Layer 2 — Room Recall (loaded on demand)
When a topic arises that matches a known room, the relevant closets from that room are loaded. This is triggered automatically by the MCP server when the AI's query matches a room topic.
Layer 3 — Deep Search (loaded on demand)
A full semantic vector search against all stored closets. Triggered when the AI explicitly asks to search for something or when Layer 2 does not surface sufficient context. Returns verbatim passages, typically 200–500 tokens each.
L0 + L1 total approximately 170 tokens. The AI begins every session knowing the full landscape of your palace.
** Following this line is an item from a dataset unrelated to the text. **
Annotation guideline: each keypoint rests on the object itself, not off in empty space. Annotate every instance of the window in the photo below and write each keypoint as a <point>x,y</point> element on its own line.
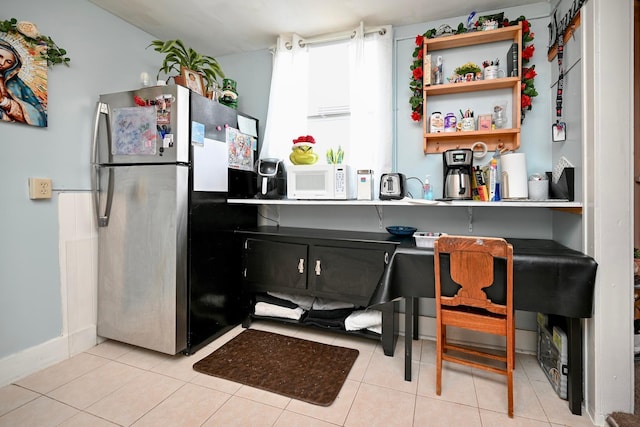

L2 and L3 only add tokens when they are genuinely needed.
How the 100% Hybrid Mode Works
The raw mode's 96.6% score reflects failures on questions where vector similarity is misleading — cases where the most relevant passage is not the most semantically similar to the query wording. The hybrid mode adds a Claude Haiku reranking pass to catch these edge cases.
After the standard top-k retrieval, Haiku reads all k candidates alongside the original query and re-scores them based on actual semantic relevance rather than embedding similarity. The reranked top-5 achieves 100% R@5 across all 500 LongMemEval questions. The team disclosed that 3 targeted fixes moved the score from 99.4% to 100%, and that a held-out test set (never seen during development) scores 98.4% — confirming genuine generalisation rather than benchmark overfitting.